Le comédien et concepteur mène son public à la baguette, l’entraînant à pied, depuis la friche urbaine de la Ferme du Bonheur – Favela Théâtre et salle-parquet de bal forain, basse-cour, bergerie, écurie, potager, truie et paons –, longeant les jardins de l’Université de Nanterre jusqu’au Champ de Garde, la dernière friche sauvage et libre de la ZAC prolongeant l’axe des Tuileries et du quartier tentaculaire d’affaires de La Défense. Un chantier urbain de grande désolation avec ses images terrifiantes de tours et barres d’immeubles de béton, ses bruits assourdissants dus à la proximité du réseau RER, de l’A86 ; puis le silence de chemins plus tranquilles, couverts d’herbes et de végétation survivante, espaces libres où la Nature reprend ses droits.

Sur quelques quatre hectares, en attente de «promotion» immobilière, l’original et singulier Roger des Prés réinvente depuis vingt-quatre ans une culture terrestre et immatérielle dans le PRÉ de la Ferme du Bonheur, le Parc Rural Expérimental.

En marchant sur ce territoire, Roger des Prés raconte «l’homme qui plantait des arbres», accompagné de Jaki, ex-SDF hébergé depuis huit ans, berger au béret et à la belle houppelande, suivi des moutons et de Dakodak, la chienne Border Collie.

L’herbe de ce mois de mai pluvieux et lourd est bien verte et parsemée de pâquerettes, un tapis moelleux de mousse naturelle et de verdure accueillante.

Retrouver les arbres, le chêne, le bouleau et le hêtre, ne revient pas à s’installer dans la forêt pour y vivre en ermite mais à connaître la vérité – sa vérité – qui échappe, la voix juste qui s’éloigne de soi et qu’on ne ressaisit que dans la retraite. L’intérêt pour la nature relève d’une visée humaniste, soit la sauvegarde d’un environnement nécessaire à l’être et de lieux de régénération pour l’humanité future.

 Support de la rêverie, l’arbre s’élève dans les airs, symbole de vie renaissante et recommencée. Lieu d’équilibre, il associe l’eau, la terre et le ciel, liant le visible à l’invisible. Le premier lieu saint a sans doute été un arbre dressé près d’une source.

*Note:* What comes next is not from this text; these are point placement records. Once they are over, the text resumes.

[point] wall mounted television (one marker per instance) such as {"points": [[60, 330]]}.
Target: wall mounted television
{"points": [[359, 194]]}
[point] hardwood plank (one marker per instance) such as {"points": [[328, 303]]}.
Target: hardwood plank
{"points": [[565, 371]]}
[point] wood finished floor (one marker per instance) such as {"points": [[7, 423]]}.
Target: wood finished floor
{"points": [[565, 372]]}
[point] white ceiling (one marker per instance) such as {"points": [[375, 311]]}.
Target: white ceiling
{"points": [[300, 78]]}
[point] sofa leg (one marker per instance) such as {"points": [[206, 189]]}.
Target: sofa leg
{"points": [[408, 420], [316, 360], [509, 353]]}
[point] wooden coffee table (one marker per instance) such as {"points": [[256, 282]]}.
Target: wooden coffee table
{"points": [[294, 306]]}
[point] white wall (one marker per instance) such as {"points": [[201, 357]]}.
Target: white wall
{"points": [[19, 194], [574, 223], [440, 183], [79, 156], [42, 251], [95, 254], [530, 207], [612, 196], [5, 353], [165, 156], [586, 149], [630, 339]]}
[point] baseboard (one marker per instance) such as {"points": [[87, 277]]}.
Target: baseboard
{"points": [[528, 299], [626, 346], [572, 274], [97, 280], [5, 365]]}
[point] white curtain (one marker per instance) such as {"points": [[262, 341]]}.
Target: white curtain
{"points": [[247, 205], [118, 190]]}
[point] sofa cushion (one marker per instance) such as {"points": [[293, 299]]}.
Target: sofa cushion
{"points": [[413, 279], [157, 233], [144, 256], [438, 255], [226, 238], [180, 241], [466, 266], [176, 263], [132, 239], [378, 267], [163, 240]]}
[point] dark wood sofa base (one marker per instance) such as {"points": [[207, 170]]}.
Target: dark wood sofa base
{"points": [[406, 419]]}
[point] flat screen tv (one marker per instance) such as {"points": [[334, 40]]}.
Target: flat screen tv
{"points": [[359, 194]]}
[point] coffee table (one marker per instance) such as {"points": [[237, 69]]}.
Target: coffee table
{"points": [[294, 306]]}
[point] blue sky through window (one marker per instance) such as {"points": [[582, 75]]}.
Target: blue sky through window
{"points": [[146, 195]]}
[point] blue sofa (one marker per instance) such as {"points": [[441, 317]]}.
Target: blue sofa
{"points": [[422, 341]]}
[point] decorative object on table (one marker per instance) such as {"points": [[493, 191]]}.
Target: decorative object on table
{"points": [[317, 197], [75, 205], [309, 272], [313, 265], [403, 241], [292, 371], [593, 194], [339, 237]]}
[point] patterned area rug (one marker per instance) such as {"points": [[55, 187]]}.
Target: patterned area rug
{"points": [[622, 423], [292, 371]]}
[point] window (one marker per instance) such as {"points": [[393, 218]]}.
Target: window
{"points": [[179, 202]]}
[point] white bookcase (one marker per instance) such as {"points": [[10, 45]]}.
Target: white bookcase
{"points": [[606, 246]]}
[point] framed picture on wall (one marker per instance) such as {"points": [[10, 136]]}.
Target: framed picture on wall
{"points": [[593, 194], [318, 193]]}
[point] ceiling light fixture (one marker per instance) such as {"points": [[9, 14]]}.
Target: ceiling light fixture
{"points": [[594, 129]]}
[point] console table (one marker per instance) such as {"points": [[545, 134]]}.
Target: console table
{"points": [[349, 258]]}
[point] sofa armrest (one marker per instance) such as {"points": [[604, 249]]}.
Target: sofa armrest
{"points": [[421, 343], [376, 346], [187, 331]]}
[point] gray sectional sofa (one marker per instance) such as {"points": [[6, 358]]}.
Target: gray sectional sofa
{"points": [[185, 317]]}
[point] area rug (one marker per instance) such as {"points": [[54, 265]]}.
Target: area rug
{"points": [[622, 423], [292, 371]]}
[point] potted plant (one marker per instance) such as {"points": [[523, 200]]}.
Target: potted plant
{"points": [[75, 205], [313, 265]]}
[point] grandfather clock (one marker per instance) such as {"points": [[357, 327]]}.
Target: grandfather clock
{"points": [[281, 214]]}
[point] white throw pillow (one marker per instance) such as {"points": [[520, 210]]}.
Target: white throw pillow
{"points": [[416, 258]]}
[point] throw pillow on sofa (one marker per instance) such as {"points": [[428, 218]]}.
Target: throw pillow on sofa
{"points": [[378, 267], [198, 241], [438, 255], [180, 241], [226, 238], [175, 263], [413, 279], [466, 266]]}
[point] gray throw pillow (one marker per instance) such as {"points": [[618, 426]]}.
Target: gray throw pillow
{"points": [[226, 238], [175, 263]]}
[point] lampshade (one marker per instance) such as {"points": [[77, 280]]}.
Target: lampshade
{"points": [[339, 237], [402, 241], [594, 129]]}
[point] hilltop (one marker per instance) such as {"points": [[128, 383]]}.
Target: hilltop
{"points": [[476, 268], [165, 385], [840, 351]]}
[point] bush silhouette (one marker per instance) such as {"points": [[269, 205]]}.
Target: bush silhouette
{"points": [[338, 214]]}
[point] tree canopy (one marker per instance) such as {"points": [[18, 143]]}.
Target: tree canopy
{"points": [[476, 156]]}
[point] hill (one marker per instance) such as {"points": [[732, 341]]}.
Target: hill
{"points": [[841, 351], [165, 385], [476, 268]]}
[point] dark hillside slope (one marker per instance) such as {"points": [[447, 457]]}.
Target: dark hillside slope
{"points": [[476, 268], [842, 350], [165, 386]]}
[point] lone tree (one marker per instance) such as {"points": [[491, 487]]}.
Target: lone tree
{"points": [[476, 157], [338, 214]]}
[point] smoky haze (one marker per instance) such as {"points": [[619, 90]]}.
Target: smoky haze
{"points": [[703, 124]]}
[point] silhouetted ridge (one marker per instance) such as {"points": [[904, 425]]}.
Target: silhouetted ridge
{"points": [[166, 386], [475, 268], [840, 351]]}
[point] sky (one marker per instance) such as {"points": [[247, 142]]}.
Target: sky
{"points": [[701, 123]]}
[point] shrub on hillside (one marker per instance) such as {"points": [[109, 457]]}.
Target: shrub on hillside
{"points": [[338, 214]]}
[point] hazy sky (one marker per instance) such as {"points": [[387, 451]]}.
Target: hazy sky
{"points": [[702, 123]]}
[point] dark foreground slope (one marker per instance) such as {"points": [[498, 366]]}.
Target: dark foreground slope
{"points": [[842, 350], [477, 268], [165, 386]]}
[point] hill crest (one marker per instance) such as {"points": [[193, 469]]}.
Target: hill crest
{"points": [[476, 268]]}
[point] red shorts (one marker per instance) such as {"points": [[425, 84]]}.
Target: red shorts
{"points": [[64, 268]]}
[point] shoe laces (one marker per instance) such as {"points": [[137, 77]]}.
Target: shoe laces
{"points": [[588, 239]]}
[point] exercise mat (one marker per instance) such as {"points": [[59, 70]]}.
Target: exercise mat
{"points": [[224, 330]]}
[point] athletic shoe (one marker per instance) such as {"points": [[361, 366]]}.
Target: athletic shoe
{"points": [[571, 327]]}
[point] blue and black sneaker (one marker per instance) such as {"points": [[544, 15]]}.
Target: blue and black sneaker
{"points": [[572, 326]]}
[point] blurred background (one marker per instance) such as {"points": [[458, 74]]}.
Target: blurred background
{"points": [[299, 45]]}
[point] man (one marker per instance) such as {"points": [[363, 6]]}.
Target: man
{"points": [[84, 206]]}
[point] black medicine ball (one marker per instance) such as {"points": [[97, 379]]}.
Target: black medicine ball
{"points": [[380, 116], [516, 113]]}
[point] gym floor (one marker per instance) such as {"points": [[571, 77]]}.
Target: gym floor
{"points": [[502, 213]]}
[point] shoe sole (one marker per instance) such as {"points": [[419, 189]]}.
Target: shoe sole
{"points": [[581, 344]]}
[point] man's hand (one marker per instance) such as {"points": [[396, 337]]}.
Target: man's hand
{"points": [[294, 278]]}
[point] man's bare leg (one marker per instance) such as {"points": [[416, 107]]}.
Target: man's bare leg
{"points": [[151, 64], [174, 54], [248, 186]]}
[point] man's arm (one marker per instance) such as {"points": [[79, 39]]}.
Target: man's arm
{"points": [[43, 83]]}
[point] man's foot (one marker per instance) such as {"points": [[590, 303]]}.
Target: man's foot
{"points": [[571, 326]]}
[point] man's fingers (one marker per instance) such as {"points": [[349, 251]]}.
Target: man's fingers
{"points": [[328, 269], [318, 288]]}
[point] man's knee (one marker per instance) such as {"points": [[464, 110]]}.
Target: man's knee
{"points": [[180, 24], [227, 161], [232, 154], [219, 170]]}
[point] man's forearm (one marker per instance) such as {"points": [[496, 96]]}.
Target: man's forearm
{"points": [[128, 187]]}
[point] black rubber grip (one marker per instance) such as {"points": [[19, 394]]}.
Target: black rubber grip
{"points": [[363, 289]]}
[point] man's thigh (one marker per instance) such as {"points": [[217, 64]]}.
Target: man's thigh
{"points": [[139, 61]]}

Le spectateur promeneur a plaisir à suivre cette aventure, expérience qui renoue avec la « réalité » et se fraye un chemin hors des espaces urbanisés de la civilisation post-moderne pour tenter de retrouver le fond solide d’un pur sentiment existentiel.

Véronique Hotte

La Ferme du Bonheur, 220 avenue de la République à 92000 Nanterre, RER A Nanterre-Université. Tél : 01 47 24 51 24

Du 25 mai au 12 juin, le mercredi, le samedi et le dimanche.

Mercredi 1er juin : 20h34.
Et dans le cadre de l’opération nationale « Le RDV aux Jardins », Giono en final d’un week-end complet de 1001 activités agro-poétiques sur les terres de la Ferme du Bonheur, « La Fabrique du P.R.É » : Samedi 4 juin : 20h36 / Dimanche 5 juin : 20h37
Mercredi 8 juin : 20h40
Samedi 11juin : 20h42
Dimanche 12 juin : 20h42

Du 21 septembre au 6 novembre, le mercredi, le samedi et le dimanche.